Hong Kong's Sharp Island (Kiu Tsui Chau)

Hongkongese beachgoers at Kiu Tsui Chau's Hap Mun Bay.
Hongkongese beachgoers at Kiu Tsui Chau's Hap Mun Bay.

5. Description

Kiu Tsui Chau, or Sharp Island, is part of the Hong Kong United Nations Educational, Scientific, and Cultural Organization (UNESCO) Global Geopark, famous the world over for its unique variety of forests and beaches. It is the largest island of the eight islands in the Kiu Tsui Country Park of Hong Kong. The island is long and narrow at 2,500 meters in length and about 500 meters wide. The geological formations on the island resulting from volcanic activity centuries ago draws a number of tourists to the interesting pineapple-shaped rocks. The beautiful beaches are the major draw of the island. There are three main beaches on Kiu Tsui Chau. One is found at Hap Mun Bay in the south, and two at Kiu Tsui on the west coast. The island serves as a favorite place for locals who go there for barbecue activities, as well as to fish and swim.

4. Historical Role

Geologists believe that about 140 million years ago a volcano was located near the island. Kiu Tsui Chau's proximity to the volcano resulted in the variety of volcanic rocks from different geological periods that are found around the island today. Another interesting feature the island is known for is its vanishing natural bridge. The sea currents pushed sand and gravel near the shore of the island and formed a tombolo (pictured). This is a natural bridge made of different sized rocks and sand that connects Kiu Tsui Chau to the smaller island of Kiu Tau. At high tide, the tombolo is submerged in water and can only be accessed when the tide goes out. Kiu Tsui, the less populated of the beaches, once held a small village, as well as an amusement park. The latter now lies in ruins.

3. Modern Significance

Today the island is a popular holiday destination which offers crystal-clear water, gleaming soft sand, and amazing adventures among the reefs and the forests- both in the water and on land. Visitors can use the marked hiking trails to explore the forests or walk across the tombolo into the natural beauty of the Kiu Tau island. The Kiu Tsui Chau tombolo is about 250 meters in length, and a tidal schedule is posted for visitors to plan accordingly if they want to experience waling across the natural bridge. The island is one of the most popular swimming and barbecue locations of the Sai Kung islands and can be overwhelmed with locals and tourists during certain times of the year.
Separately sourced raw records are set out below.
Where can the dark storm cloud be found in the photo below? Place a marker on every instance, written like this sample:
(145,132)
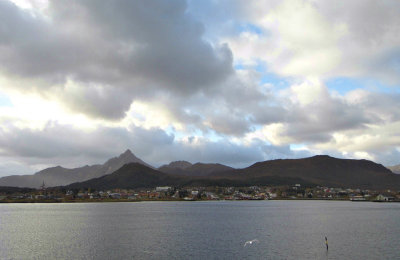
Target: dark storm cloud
(135,47)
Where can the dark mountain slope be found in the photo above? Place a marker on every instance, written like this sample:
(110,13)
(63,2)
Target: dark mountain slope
(395,168)
(132,175)
(197,169)
(325,171)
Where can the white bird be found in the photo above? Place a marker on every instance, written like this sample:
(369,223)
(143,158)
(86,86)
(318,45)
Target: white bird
(251,242)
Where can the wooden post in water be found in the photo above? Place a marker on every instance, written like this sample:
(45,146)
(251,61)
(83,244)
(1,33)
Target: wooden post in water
(326,243)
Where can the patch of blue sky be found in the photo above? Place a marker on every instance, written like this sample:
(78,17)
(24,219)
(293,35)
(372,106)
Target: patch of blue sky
(267,77)
(344,85)
(5,101)
(298,147)
(251,28)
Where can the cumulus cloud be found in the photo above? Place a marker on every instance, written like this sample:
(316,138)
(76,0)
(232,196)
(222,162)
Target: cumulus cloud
(324,39)
(84,80)
(69,146)
(113,51)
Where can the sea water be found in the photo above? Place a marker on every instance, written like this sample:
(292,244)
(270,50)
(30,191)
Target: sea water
(201,230)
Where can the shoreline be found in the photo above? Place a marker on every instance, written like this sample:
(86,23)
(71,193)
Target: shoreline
(173,200)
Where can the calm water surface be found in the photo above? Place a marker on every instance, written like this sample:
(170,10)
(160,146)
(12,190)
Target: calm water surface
(200,230)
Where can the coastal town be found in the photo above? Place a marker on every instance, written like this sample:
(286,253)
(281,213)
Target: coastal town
(167,193)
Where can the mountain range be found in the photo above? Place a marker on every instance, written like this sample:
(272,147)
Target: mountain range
(317,170)
(198,169)
(395,168)
(58,176)
(128,171)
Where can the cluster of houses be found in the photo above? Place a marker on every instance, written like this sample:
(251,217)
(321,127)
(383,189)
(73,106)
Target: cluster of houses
(295,191)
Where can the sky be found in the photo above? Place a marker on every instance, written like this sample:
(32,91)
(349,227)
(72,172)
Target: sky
(214,81)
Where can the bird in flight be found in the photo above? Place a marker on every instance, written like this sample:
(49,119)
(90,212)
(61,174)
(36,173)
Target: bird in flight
(254,241)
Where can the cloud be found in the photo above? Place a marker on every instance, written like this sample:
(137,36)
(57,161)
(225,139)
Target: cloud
(68,146)
(324,39)
(97,57)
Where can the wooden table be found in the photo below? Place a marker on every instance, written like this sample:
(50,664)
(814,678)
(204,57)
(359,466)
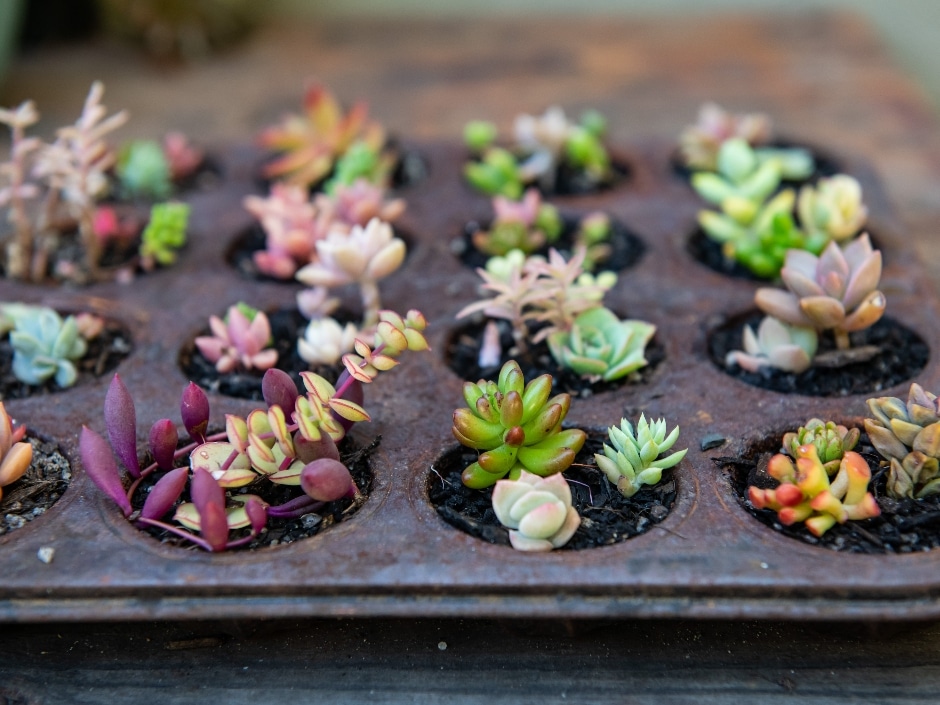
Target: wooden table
(824,78)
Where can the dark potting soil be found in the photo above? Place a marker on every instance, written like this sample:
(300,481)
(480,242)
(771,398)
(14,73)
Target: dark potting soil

2. Habitat and Biodiversity

Seventy percent of the submerged area around the island is covered in stony coral reefs. On land, the island is home to a variety of plant and animal life. An endangered flower is found in the south of the island. Birds spotted on these islands are the Little Green Heron, the Indian Cuckoo, the Great Coucal, the White-bellied Sea Eagle, the Red-vented Bulbul, the Koel, the common Tailorbird, the Great Tit, the Black-necked Starling, the Crested Myna, the Black Drongo, the Magpie, and the Jungle Crow. Other wild animals are rare, but there have been occasional sightings of the Wild Boar.Among the eight islands of Kiu Tsui Country Park, only Kiu Tsui Chau has forested hills. The forests are composed of Camphor Tree, Ivy, Chinese Banyan, Horsetail Tree, and African Tulip Tree. The shrubs there include Rose Myrtle and Dwarf Mountain Pine.

1. Environmental Threats and Territorial Disputes

The growth of tourism often has detrimental affects on the environment, and such is the case on Kiu Tsui Chau. However, development in the tourist sector is monitored by the government which has required detailed plans for any development, such as that of a golf course. The government requires precise plans of environmental protection measures that developers are expected to implement. By establishing a UNESCO Global Geopark in Hong Kong, which includes Kiu Tsui Chau, the government seeks to encourage conservation, education, and sustainable development on the islands and the neighboring areas of the geopark. The government currently is focused on building local engagement and increasing science education for locals in order to develop geotourism on the island and lessen the harmful impact of so many tourists on the island.